Keyset pagination (also called seek pagination) avoids the well-known problem with OFFSET: as a client walks deep into a result set, the database must still scan and discard every skipped row, so page 10,000 gets progressively slower and can even skip or duplicate rows when data changes underneath. Instead of an offset, keyset pagination remembers the sort position of the last row seen and asks for rows strictly after it. This snippet shows the full path from an opaque cursor token to a bounded SQL query.

In cursor.go, a page position is encoded as a Cursor holding the composite sort key (CreatedAt, ID). The ID tiebreaker matters: created_at is not unique, so ordering on it alone would make the boundary ambiguous and risk dropping rows that share a timestamp. Encode serializes the cursor to JSON and base64-url encodes it so it survives as a query-string token, while DecodeCursor reverses that and returns nil for an empty token, which the caller treats as "start from the beginning".
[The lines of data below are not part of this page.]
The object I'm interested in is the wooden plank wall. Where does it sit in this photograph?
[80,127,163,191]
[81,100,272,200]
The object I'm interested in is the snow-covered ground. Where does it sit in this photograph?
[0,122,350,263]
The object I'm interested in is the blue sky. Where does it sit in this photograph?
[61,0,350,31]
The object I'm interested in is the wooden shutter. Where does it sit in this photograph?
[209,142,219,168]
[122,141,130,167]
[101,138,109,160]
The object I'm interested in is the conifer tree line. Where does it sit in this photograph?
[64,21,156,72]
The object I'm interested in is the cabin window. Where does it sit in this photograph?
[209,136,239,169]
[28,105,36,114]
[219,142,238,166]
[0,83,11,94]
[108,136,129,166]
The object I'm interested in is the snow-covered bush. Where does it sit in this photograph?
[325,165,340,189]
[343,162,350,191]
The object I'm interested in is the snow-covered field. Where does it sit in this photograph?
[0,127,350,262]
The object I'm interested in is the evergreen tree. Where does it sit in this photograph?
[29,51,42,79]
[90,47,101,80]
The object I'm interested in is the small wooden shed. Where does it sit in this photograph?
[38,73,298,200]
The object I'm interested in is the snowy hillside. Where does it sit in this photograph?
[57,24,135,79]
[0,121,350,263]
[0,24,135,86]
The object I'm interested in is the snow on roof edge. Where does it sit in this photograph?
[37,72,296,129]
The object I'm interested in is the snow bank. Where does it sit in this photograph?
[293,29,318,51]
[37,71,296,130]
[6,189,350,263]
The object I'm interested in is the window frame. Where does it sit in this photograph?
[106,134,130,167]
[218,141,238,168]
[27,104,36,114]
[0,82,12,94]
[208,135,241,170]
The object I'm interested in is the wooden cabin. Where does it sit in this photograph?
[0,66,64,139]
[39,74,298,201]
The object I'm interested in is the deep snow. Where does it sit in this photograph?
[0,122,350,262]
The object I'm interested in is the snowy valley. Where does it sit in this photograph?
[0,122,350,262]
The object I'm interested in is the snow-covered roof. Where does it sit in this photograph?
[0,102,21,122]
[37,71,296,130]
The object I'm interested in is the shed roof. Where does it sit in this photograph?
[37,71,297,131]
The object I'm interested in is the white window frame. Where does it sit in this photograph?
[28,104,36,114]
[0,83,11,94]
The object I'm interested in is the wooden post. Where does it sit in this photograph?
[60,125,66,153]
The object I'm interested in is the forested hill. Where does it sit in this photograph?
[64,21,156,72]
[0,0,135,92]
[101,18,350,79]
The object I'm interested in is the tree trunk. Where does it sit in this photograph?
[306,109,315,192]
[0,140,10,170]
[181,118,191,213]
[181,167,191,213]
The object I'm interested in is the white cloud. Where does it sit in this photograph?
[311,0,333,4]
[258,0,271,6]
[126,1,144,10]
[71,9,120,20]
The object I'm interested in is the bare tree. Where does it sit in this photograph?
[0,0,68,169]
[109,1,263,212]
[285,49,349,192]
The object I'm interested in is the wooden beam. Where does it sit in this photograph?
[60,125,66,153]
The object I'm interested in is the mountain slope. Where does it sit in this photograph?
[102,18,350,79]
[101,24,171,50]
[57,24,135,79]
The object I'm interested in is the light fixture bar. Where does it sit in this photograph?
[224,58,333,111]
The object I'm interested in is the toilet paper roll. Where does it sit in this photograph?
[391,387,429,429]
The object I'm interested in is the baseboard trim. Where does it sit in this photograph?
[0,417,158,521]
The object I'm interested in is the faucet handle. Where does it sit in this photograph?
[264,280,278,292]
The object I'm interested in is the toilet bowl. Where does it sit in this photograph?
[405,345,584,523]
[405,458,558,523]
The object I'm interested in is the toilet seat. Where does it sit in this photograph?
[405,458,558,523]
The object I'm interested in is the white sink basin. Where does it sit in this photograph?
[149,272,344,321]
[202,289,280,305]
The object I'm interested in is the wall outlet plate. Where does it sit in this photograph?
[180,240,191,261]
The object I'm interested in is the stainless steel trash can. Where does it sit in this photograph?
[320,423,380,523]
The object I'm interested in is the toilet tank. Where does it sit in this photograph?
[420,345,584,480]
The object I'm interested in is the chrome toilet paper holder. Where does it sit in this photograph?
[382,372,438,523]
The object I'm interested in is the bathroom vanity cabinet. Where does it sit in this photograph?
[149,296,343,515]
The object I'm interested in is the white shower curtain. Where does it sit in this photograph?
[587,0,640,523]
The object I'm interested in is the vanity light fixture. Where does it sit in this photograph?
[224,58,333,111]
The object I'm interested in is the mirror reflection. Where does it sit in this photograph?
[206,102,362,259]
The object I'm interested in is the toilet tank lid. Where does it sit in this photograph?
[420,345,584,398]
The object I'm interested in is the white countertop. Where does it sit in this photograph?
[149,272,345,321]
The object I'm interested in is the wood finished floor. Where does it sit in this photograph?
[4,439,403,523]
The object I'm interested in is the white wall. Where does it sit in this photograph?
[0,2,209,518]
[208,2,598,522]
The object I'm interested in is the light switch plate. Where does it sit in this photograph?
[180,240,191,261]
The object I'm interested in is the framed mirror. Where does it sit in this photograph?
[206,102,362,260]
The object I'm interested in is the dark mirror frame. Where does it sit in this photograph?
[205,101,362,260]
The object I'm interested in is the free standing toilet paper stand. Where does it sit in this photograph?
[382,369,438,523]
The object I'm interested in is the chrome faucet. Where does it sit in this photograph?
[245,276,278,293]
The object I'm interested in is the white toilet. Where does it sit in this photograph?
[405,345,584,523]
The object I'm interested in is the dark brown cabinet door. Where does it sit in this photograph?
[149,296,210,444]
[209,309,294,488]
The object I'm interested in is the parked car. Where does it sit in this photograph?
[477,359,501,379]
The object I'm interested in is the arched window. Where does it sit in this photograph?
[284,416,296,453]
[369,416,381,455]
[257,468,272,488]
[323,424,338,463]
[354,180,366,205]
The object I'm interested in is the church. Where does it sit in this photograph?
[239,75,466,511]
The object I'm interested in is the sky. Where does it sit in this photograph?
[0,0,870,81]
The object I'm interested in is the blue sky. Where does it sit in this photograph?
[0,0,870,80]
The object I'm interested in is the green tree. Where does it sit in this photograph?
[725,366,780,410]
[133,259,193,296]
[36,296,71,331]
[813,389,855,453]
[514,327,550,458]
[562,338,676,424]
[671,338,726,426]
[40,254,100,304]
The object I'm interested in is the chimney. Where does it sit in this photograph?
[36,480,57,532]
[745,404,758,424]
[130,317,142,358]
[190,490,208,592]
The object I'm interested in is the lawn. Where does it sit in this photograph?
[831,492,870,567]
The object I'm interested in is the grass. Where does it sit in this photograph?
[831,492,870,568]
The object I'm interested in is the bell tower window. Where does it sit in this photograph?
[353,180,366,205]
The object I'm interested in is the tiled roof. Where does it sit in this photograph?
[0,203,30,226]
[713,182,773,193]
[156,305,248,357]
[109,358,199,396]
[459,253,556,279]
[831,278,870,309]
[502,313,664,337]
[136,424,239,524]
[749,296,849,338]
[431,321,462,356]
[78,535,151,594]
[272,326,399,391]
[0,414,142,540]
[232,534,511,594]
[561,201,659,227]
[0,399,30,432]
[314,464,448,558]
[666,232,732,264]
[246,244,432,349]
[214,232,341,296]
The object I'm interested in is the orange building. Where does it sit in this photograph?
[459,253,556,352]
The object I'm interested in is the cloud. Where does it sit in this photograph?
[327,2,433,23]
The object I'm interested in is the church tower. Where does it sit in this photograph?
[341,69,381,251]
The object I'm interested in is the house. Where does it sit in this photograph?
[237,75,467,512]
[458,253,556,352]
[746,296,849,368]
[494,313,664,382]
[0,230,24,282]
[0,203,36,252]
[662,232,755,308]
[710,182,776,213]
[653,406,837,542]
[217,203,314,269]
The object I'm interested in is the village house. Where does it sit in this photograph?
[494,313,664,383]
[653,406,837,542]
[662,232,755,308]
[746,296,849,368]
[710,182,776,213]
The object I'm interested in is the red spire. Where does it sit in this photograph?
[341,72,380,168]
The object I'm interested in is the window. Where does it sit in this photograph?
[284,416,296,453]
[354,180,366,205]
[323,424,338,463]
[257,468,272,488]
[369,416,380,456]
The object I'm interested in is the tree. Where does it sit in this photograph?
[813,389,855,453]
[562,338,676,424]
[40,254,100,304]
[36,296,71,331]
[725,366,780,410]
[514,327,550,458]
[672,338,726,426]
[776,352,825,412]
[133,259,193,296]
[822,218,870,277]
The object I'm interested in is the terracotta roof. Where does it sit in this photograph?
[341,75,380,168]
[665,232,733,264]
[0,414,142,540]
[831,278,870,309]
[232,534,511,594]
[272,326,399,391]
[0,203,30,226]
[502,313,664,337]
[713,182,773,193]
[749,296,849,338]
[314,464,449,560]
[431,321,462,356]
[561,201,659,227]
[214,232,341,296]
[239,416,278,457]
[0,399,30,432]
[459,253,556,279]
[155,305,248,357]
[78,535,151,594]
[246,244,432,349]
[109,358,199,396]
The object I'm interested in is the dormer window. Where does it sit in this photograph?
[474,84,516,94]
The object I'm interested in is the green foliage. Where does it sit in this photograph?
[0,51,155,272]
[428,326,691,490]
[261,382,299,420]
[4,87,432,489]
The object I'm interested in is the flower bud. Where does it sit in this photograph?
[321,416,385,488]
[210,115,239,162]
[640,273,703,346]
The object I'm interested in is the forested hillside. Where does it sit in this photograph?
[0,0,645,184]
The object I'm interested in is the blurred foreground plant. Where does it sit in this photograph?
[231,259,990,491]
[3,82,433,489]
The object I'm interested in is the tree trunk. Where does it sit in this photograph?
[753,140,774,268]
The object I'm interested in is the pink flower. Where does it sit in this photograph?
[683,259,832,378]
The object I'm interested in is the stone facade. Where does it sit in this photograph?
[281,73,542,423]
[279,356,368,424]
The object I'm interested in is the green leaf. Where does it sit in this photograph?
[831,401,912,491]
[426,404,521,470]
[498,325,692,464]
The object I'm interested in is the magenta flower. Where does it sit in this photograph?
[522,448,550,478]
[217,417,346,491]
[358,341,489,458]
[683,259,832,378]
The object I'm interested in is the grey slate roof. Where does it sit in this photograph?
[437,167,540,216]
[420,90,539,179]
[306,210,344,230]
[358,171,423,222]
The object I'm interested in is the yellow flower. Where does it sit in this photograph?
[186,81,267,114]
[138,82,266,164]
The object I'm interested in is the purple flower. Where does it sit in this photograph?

In repository.go, ListPosts builds the query around that key. The WHERE (created_at, id) < ($1, $2) row-value comparison is the heart of the technique: Postgres compares the tuple lexicographically, which exactly expresses "everything before this position" in the ORDER BY created_at DESC, id DESC ordering, and it maps directly onto a composite index on (created_at, id) for an index-only seek. The query fetches limit + 1 rows so the repository can tell whether a further page exists without a separate COUNT. If the extra row comes back, it is trimmed off and a next cursor is built from the last kept row.

In handler.go, ListPostsHandler parses limit and the opaque cursor param, clamps the limit to a sane maximum to stop clients requesting huge pages, and returns the rows alongside a next_cursor. An empty NextCursor signals the end of the feed. The main trade-off is that keyset pagination only supports next/previous traversal, not random jumps to arbitrary page numbers, and the cursor must be built from the same columns as the ORDER BY. For infinite-scroll feeds and large tables that constraint is a good deal.